Search code examples
sparqlwdqs

Identify entity of a Wikipedia page


My question is related to a similar question/comment which unfortunately never received an answer.

Given a list of multiple Wikipedia pages, e.g.:

how can I find out what type of entity these articles refer to. i.e. ideally I would want something on a higher level e.g. person, movie, animal etc.

My best guess so far was the Wikidata API using SPARQL to move back the instance_of or subclass tree. However, this did not lead to meaningful results.

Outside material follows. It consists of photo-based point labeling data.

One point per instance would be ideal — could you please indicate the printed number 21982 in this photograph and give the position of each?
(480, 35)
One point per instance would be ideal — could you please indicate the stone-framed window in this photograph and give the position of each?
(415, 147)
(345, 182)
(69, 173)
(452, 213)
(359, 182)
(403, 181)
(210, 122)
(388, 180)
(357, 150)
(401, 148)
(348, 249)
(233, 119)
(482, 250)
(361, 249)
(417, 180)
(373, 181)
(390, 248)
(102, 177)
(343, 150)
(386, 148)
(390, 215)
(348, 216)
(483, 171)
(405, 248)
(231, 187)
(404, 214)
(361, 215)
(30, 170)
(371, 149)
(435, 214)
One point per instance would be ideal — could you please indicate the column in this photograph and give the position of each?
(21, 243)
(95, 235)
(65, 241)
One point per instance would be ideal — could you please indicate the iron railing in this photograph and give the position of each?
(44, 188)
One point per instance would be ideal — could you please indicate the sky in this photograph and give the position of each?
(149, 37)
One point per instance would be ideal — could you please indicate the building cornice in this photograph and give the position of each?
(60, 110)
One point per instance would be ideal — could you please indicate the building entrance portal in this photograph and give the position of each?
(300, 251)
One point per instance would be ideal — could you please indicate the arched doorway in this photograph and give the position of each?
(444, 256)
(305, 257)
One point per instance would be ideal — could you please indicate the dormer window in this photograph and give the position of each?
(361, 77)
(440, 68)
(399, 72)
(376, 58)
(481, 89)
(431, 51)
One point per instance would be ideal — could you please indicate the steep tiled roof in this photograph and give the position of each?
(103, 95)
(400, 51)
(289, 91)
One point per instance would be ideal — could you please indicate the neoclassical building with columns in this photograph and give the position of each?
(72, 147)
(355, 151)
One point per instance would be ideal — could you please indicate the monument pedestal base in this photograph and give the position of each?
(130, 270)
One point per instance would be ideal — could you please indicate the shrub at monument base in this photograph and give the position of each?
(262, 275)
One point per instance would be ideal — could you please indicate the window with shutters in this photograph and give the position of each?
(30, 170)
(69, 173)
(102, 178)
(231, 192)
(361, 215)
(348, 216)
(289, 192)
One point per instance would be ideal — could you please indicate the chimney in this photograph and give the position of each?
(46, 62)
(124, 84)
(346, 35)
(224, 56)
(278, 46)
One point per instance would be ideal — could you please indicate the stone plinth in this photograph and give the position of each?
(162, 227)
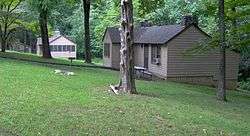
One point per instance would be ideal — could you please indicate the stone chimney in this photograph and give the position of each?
(57, 33)
(189, 20)
(145, 23)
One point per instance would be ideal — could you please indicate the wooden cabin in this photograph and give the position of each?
(161, 50)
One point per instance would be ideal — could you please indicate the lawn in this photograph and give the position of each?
(34, 57)
(35, 101)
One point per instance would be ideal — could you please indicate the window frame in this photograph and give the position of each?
(106, 53)
(156, 54)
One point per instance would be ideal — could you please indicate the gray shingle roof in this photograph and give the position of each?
(152, 35)
(51, 39)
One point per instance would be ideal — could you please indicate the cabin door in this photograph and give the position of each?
(146, 53)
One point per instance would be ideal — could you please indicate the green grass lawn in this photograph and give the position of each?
(34, 57)
(35, 101)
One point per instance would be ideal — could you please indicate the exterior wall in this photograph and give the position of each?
(63, 54)
(197, 67)
(204, 80)
(106, 60)
(159, 70)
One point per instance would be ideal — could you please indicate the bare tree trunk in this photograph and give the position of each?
(127, 81)
(3, 45)
(44, 34)
(86, 4)
(221, 94)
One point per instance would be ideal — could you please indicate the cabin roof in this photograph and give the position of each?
(151, 35)
(55, 38)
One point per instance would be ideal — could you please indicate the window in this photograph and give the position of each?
(156, 54)
(51, 47)
(106, 50)
(73, 49)
(55, 48)
(59, 48)
(64, 48)
(68, 48)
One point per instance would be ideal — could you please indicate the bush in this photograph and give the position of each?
(245, 85)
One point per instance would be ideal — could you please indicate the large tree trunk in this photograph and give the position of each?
(221, 94)
(127, 81)
(86, 4)
(44, 34)
(3, 44)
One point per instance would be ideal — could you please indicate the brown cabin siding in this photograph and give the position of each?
(205, 64)
(159, 70)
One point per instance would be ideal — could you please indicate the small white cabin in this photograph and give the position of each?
(60, 47)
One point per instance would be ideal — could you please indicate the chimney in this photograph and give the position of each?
(145, 23)
(189, 20)
(57, 33)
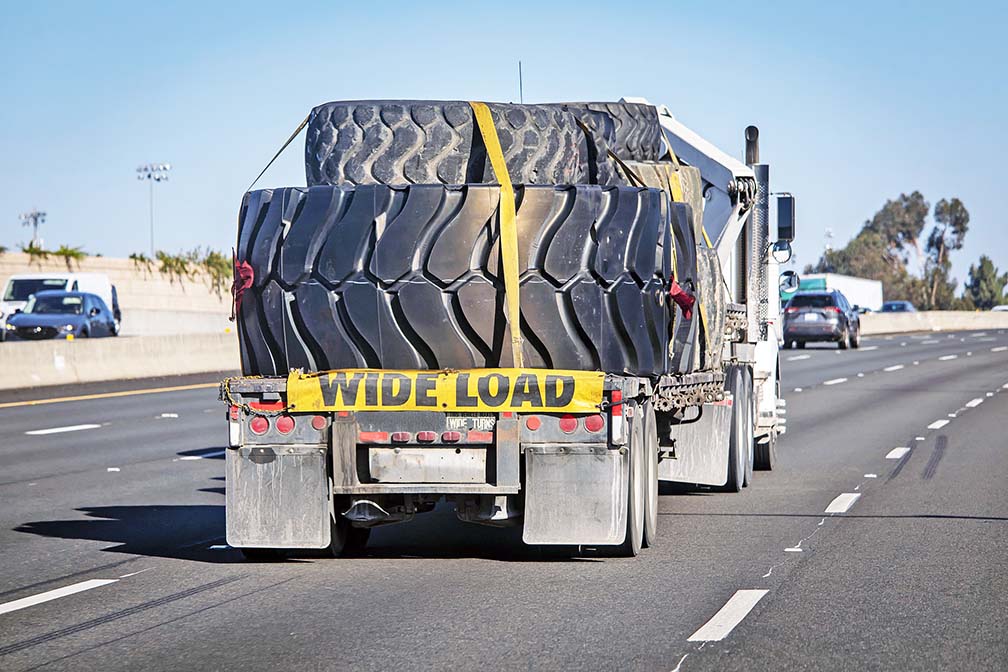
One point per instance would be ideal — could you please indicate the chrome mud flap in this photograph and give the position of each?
(277, 497)
(575, 495)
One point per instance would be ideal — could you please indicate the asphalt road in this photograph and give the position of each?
(119, 526)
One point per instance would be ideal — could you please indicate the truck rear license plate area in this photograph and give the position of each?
(426, 464)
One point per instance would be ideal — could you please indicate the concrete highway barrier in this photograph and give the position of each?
(41, 363)
(931, 320)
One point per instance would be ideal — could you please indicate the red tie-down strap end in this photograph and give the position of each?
(682, 298)
(244, 276)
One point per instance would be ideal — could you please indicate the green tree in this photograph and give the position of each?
(952, 222)
(985, 288)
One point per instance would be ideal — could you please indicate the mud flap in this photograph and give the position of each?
(701, 448)
(277, 497)
(576, 495)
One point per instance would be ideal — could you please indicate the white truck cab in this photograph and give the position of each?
(22, 285)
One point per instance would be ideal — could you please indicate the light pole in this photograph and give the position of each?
(153, 172)
(33, 219)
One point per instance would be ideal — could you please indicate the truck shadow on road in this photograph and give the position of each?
(171, 531)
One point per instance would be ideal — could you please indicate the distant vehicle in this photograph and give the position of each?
(897, 306)
(827, 315)
(863, 293)
(61, 314)
(22, 285)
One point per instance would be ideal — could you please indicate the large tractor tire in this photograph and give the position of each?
(637, 133)
(431, 142)
(408, 278)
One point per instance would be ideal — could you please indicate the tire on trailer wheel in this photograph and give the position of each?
(650, 476)
(634, 539)
(331, 291)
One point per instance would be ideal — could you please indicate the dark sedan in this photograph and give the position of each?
(822, 316)
(60, 314)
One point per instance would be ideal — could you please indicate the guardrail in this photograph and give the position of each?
(931, 320)
(39, 363)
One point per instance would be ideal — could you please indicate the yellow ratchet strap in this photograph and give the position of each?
(509, 233)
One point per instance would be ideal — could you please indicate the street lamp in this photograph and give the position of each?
(153, 172)
(33, 219)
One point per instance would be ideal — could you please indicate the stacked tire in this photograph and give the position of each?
(391, 257)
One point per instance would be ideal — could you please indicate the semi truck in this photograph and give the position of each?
(535, 313)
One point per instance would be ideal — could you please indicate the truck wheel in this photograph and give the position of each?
(765, 453)
(650, 476)
(635, 490)
(345, 539)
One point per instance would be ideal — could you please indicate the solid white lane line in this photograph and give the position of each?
(59, 430)
(731, 615)
(31, 600)
(843, 503)
(205, 455)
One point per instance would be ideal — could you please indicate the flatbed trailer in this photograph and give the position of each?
(317, 459)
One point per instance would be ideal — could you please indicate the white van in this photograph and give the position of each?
(22, 285)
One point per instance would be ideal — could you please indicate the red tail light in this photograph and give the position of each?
(284, 424)
(595, 422)
(259, 425)
(569, 423)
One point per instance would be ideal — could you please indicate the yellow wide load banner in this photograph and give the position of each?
(470, 390)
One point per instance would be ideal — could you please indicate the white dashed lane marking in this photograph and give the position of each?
(731, 615)
(59, 430)
(48, 595)
(843, 503)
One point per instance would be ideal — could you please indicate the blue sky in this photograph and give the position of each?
(856, 102)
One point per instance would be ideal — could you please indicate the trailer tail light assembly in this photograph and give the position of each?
(568, 424)
(259, 425)
(595, 423)
(284, 424)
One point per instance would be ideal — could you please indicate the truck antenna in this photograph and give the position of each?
(521, 95)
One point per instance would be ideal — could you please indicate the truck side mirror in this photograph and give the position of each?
(785, 218)
(789, 282)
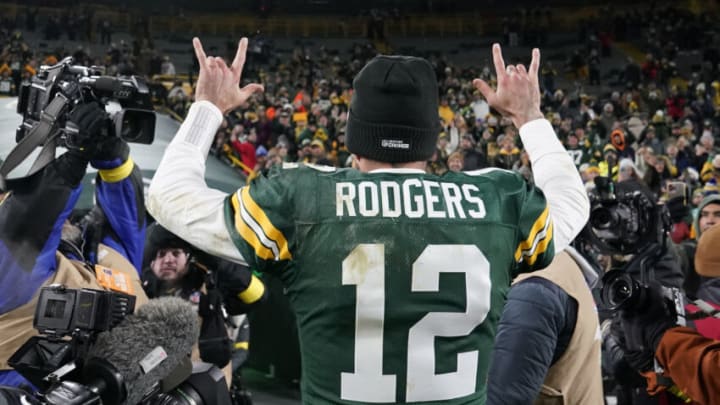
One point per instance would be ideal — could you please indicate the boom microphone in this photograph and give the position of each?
(129, 361)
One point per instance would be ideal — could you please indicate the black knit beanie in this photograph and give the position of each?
(394, 110)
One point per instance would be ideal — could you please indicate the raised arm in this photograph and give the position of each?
(518, 97)
(178, 198)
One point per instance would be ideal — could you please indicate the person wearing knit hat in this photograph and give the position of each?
(609, 166)
(360, 252)
(393, 112)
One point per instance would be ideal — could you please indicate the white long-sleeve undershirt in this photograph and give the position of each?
(180, 200)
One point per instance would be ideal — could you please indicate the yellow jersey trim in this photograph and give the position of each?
(538, 238)
(117, 174)
(246, 233)
(254, 292)
(269, 232)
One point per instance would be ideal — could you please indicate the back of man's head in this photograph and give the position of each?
(393, 111)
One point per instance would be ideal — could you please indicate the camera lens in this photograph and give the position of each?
(603, 218)
(619, 290)
(185, 394)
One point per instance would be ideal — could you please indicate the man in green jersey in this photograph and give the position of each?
(397, 277)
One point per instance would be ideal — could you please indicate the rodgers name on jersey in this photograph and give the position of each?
(411, 198)
(397, 278)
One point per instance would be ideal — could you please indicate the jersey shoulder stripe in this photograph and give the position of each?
(538, 239)
(255, 228)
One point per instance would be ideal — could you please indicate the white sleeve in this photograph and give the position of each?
(556, 175)
(179, 199)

SELECT ?lemma ?item ?itemLabel ?itemDescription ?instance ?instanceLabel ?subclassLabel WHERE {
  VALUES ?lemma {
    "Donald Trump"@en
    "The Matrix"@en
    "Tiger" @en
  }
  ?sitelink schema:about ?item;
    schema:isPartOf <https://en.wikipedia.org/>;
    schema:name ?lemma.
  ?item wdt:P31* ?instance.
  ?item wdt:P279* ?subclass.
  SERVICE wikibase:label { 
    bd:serviceParam wikibase:language "en,da,sv".}
}

The result can be seen here: https://w.wiki/ZmQ

One option would of course also be to look at the itemDescription, but I'm afraid that this is too granular to build meaningful groups from larger lists and count frequencies later on. Does anyone have a hint/idea on how to get more general entity categories? Maybe also from the mediawiki API?

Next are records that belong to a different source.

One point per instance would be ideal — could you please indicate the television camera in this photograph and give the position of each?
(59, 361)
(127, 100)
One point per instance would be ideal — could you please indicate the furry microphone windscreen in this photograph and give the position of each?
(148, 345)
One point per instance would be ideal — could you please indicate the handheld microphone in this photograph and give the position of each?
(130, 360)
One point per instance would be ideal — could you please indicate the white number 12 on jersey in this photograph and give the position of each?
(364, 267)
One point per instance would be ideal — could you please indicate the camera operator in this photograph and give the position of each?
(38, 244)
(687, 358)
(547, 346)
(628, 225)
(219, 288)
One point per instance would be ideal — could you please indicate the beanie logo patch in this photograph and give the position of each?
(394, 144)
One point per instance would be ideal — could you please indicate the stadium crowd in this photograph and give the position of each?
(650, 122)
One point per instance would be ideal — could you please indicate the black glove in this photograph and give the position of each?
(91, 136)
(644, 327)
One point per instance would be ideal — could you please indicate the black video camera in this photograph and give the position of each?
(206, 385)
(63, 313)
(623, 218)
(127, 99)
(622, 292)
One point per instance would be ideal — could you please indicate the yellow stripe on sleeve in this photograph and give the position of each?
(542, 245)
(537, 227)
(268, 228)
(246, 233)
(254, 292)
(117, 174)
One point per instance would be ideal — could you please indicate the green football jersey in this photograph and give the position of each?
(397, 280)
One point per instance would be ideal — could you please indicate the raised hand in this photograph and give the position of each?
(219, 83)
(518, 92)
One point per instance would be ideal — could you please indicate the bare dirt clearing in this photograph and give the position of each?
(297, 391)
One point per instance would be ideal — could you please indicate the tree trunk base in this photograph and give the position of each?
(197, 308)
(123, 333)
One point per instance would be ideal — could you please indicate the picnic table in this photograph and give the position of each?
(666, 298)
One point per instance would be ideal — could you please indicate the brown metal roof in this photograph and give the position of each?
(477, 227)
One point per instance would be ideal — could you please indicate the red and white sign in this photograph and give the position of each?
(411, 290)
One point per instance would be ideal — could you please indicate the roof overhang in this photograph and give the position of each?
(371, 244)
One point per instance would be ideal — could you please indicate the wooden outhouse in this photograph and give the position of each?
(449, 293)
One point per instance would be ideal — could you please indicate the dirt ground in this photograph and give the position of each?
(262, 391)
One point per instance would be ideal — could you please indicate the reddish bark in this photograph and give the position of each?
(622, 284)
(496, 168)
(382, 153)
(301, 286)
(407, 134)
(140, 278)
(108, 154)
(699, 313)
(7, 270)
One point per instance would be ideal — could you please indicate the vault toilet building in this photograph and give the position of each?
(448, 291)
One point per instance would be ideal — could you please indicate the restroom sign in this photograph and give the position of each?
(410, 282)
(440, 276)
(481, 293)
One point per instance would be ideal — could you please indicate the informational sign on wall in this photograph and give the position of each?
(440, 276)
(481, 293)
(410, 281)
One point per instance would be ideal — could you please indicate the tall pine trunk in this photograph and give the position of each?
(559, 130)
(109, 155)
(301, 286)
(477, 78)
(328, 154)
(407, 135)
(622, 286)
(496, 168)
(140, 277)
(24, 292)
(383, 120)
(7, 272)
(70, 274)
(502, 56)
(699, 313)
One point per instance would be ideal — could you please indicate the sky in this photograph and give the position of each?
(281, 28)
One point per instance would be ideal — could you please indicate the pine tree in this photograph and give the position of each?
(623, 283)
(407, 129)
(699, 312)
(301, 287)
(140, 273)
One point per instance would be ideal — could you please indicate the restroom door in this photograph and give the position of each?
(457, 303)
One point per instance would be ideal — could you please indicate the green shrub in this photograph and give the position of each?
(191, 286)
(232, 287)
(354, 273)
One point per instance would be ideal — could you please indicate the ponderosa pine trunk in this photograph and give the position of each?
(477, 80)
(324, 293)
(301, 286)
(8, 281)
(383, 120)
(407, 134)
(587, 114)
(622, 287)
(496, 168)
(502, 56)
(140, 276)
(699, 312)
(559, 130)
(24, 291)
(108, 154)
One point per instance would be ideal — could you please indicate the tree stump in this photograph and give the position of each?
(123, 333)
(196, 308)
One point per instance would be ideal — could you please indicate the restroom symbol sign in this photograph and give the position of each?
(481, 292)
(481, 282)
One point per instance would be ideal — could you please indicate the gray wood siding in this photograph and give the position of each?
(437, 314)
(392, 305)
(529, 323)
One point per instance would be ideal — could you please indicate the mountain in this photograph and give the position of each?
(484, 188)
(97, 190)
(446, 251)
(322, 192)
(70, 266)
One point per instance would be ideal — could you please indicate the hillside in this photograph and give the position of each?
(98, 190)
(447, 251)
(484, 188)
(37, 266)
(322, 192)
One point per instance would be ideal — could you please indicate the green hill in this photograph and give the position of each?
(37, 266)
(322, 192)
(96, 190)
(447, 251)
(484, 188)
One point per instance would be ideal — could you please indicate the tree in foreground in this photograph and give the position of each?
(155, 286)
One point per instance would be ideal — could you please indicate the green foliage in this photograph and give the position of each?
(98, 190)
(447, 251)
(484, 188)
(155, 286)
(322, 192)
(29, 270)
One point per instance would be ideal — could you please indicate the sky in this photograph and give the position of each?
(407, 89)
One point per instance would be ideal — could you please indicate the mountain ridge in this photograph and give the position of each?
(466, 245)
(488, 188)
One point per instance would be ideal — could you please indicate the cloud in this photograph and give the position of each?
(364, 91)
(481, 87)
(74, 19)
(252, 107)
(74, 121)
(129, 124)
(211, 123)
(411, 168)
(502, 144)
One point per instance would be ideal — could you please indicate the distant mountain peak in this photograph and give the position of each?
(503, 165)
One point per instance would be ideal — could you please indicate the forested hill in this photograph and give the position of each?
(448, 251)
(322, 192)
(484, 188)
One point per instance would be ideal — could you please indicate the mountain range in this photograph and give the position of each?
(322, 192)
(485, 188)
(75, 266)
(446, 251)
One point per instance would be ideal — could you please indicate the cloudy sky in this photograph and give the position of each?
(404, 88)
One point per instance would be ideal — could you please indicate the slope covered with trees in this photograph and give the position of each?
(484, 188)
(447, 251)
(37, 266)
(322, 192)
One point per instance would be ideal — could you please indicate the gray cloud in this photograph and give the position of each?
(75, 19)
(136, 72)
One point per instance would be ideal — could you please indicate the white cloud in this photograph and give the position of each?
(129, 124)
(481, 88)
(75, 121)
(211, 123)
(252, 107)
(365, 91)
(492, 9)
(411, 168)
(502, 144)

Any input would be highly appreciated!


Solution

  • Here are three possibilities, side-by-side:

    SELECT ?lemma ?item (GROUP_CONCAT(DISTINCT ?instanceLabel; SEPARATOR = " ") AS ?a) (GROUP_CONCAT(DISTINCT ?subclassLabel; SEPARATOR = " ") AS ?b) (GROUP_CONCAT(DISTINCT ?isaLabel; SEPARATOR = " ") AS ?c) WHERE {
      VALUES ?lemma {
        "Donald Trump"@en
        "The Matrix"@en
        "Tiger"@en
      }
      ?sitelink schema:about ?item;
        schema:isPartOf <https://en.wikipedia.org/>;
        schema:name ?lemma.
      OPTIONAL { ?item (wdt:P31/(wdt:P279*)) ?instance. }
      OPTIONAL { ?item wdt:P279 ?subclass. }
      OPTIONAL { ?item wdt:P31 ?isa. }
      SERVICE wikibase:label {
        bd:serviceParam wikibase:language "en,da,sv".
        ?instance rdfs:label ?instanceLabel.
        ?subclass rdfs:label ?subclassLabel.
        ?isa rdfs:label ?isaLabel.
      }
        # Here, you could add: FILTER(?instanceLabel in ("mammal"@en, "movie"@en, "musical"@en (and so on...)))
    }
    GROUP BY ?lemma ?item
    

    Live here.

    If you're looking at labels such as "film" and "mammal", i. e. a couple dozen at most, you could explicitly list them in order of preference, then use the first one that occurs.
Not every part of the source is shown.